When: Tuesdays, Feb 11 – Mar 3, 9:30-11:30am
Where: The Hampton Inn
Cost: $120.00 for 4 session(s)
Instructor: is an Artist, Poet, Bookmaker, Professor, and founder/director of Chax Press.
The Good Gray Poet at 200!
The bicentennial of Walt Whitman falls only 45 years after the bicentennial of the USA. Whitman has been with us almost as long as the red white and blue flag with stars. It seems time to look at Whitman in terms of what he wrote, what he thought, and how his words have remained with us. The poet of democracy, the poet of belief in westward expansion, the poet who said he contained multitudes, the poet who wept openly at the graves of Civil War soldiers. The poet who rose from the ranks of common Americans to be celebrated in his lifetime, but whose reputation also slipped after his death, revived by modernist poets who saw Whitman as an important precursor to the task of “making it new.” Whitman the free verse proponent whose long lines seem to come out of the Book of Ecclesiastes, Whitman the Romantic elegist who celebrated Abraham Lincoln in a poem of traditional form and meter, Whitman who called for an America that lived up to its initial promise of democracy for all.

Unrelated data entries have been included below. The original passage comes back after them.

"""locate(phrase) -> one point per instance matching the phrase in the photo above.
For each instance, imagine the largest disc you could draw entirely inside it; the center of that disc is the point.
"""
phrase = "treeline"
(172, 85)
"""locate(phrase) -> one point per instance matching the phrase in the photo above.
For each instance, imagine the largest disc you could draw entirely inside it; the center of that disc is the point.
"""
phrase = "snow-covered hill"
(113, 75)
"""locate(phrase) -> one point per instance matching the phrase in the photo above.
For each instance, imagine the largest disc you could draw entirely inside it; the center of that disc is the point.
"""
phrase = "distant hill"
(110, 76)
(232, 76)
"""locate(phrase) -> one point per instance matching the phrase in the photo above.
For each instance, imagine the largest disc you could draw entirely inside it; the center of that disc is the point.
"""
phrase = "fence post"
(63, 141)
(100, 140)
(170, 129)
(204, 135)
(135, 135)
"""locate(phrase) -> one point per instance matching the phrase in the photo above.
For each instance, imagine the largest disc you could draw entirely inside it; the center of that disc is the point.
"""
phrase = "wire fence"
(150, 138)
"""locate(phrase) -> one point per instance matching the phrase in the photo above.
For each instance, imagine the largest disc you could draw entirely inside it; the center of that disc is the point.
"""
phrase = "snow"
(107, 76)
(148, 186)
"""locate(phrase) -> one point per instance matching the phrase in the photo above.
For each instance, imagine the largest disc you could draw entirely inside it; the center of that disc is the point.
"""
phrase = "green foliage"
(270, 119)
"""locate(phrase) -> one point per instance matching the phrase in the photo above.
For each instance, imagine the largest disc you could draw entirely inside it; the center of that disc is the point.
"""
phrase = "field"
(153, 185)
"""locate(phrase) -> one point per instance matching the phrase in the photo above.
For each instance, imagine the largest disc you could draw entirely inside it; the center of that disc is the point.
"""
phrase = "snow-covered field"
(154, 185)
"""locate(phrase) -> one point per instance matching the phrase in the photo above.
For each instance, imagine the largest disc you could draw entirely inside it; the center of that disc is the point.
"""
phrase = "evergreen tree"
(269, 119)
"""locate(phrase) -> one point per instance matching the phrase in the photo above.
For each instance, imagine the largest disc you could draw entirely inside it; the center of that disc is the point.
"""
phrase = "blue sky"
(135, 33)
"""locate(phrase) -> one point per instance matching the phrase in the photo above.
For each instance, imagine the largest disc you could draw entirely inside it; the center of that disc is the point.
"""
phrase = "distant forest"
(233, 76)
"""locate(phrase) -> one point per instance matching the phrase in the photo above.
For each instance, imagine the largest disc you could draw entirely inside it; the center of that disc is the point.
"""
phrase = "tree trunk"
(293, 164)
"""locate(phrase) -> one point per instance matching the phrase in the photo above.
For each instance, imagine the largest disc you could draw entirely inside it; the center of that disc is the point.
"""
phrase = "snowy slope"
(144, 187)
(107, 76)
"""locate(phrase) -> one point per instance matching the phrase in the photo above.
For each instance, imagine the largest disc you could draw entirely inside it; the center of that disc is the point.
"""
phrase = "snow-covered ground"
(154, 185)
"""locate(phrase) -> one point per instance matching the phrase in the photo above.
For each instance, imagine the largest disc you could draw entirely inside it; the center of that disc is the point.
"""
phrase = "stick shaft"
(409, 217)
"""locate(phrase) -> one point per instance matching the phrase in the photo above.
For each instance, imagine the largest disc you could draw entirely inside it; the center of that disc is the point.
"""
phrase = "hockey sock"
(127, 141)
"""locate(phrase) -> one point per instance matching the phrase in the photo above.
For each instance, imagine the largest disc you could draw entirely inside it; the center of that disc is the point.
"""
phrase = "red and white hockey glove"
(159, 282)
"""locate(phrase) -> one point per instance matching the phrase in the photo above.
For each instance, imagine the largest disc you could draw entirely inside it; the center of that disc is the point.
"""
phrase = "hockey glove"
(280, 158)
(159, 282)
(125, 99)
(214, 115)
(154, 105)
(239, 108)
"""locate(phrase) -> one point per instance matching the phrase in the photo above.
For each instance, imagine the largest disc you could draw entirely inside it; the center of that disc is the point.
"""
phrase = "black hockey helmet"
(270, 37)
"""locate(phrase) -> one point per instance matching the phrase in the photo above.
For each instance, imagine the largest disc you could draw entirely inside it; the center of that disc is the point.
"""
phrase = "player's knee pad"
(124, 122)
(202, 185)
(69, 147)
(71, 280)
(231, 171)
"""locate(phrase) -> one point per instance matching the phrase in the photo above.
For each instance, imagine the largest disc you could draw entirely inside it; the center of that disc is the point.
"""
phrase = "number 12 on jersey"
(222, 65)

In four sessions we will plunge deeply into that song of myself which becomes a song of all selves as we discuss this founding poet of American literature, perhaps the only such poet who allied himself so completely with the American dream.
Week 1: Body and Soul
A Consideration of the young Whitman.
Reading: Biographical Sketch, Starting from Paumanok, Song of Myself, I Sing the Body Electric
Week 2: Determined, Dared, Done
Whitman’s Poetry Middle to End
Reading: In Paths Untrodden, I Hear it was Charged against Me, Crossing Brooklyn Ferry, Song of the Exposition, Out of the Cradle Endlessly Rocking, As I Ebb’d with the Ocean of Life, When I Heard the Learn’d Astronomer, When Lilacs Last in the Dooryard Bloom’d, O Captain My Captain, Passage to India, To a Locomotive in Winter
Week 3: He Wrote Prose, Too!
Whitman’s Articulation of Ideas of Freedom, Progress, and Democracy
Reading: Preface to Leaves of Grass, Democratic Vistas, Selections from Specimen Days
Week 4: What We Made of Whitman
Ideas of Whitman from Dickinson, Woolf, Pound, Ginsberg, Creeley, Silliman, Conrad
Readings and Quotations (including from letters, poems, and essays): Pound’s sense of his “pact” with Whitman, Ginsberg’s sense of commonality and otherness with Whitman, Creeley’s spirit of the word, Silliman’s attempt a la Whitman to write everything, and Conrad’s call for a reexamination of Whitman’s ethics. A survey of Whitman’s reputation from dangerous and dark, to good and gray, to, simply, a classic.